1. The achievement of the ethical approvals both for the discovery and the validation phase. Each partner has submitted a formal request to the competent Ethical Commission to ask for the permission of share and analyse PROPAG-AGEING samples. In addition, the four centers that will recruit the siblings of PD patients (AUSL-ISNB, UMG-GOE, SAS and UCL) have asked for the relative permission. Recruitment will be performed according to a protocol opportunely standardised between the 4 recruiting centers. Finally, both the discovery and validation studies have been deposited in the the German Clinical Trials Register (DRKS) and are publicly available at the following links: https://drks-neu.uniklinik-freiburg.de/drks_web/navigate.do?navigationId=trial.HTML&TRIAL_ID=DRKS00009427 ; https://drks-neu.uniklinik-freiburg.de/drks_web/navigate.do?navigationId=trial.HTML&TRIAL_ID=DRKS00011260

2. The set-up of the PROPAG-AGEING database. To allow a comprehensive analysis of the clinical and demographical data of the samples, the partners have agreed to upload the data in common database. The database is password-protected and the information are completely anonymized, in order to accomplish with the current privacy standards.

3. The harmonization of the existing cohorts and selection of the samples to be analysed in the discovery phase. The data deriving from the different cohorts have been harmonized in order to make comparable the measurements deriving from different recruitments and collections. In addition, imaging data from PD patients produced in different centers have been compared and normalized in order to perform statistical analyses. Finally, the partners have chosen the subjects with the most informative phenotypes within each cohort.

4. Meta-analysis on demographic and clinical characteristics of PROPAG-AGEING samples

5. The set-up of the experimental approaches for the analysis of the samples.

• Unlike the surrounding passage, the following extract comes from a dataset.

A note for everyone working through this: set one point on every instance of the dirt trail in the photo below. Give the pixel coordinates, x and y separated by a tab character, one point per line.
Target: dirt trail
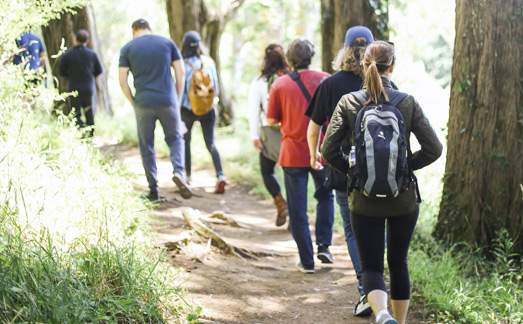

6. The genomic, epigenomic, metabolomic, proteomic, transcriptomic, miRNomic characterization of the selected samples and their validation in additional samples/by different approaches

7. The blood analaysis of target biomarkers in selected samples

8. The reprogramming of dermal fibroblasts from centenarians and PD patients to iPSCs cells and their differentiation to dopaminergic neurons

9. The analysis of neuroimaging data from PD patients

10. The development of analytical tools for the comprehensive analysis of clinical and experimental data

11. The recruitment of 340 siblings of PD patients.

12. The gut microbioata analysis of the siblings of PD patients.

Collectively, our results suggest that while peripheral (blood and serum) biomarkers of age do not detect age-acceleration effects in de novo PD patients, biomarkers specific for the CNS identify deviations compared to the aging trajectories. Furthermore, an alteration of inflammatory pathways is found at the peripheral level. Finally, PROPAG-AGEING had the merit to recruit a large, multi-center cohort of sibslings of PD patients, a cohort of extremely high value for the early diagnosis and progression of the disease. These results have been disseminated mainly to colleagues within the scientific community, in the framework of several worldwide meetings and in several scientific publications.
PROPAG-AGEING addresses PD, one of the most important diseases of the elderly, affecting 6.3 million people worldwide, 1.2 million people in the sole Europe. The number of patients is continually growing due to the ageing of the population.
Levodopa is currently the most effective therapy for the treatment of PD, but the treatment is symptomatic and not able to cure nor to modify the the course of the disease. In addition, no treatments for the early treatment (before the motor symptoms are evident) and the prevention of PD are available.
By combining the use of a new conceptual approach (embedding PD in the ageing process) and the deep clinical/molecular characterization of the samples, PROPAG-AGEING has provided a list of potential early biomarkers of the disease, greatly expanding the scientific knowledge on PD.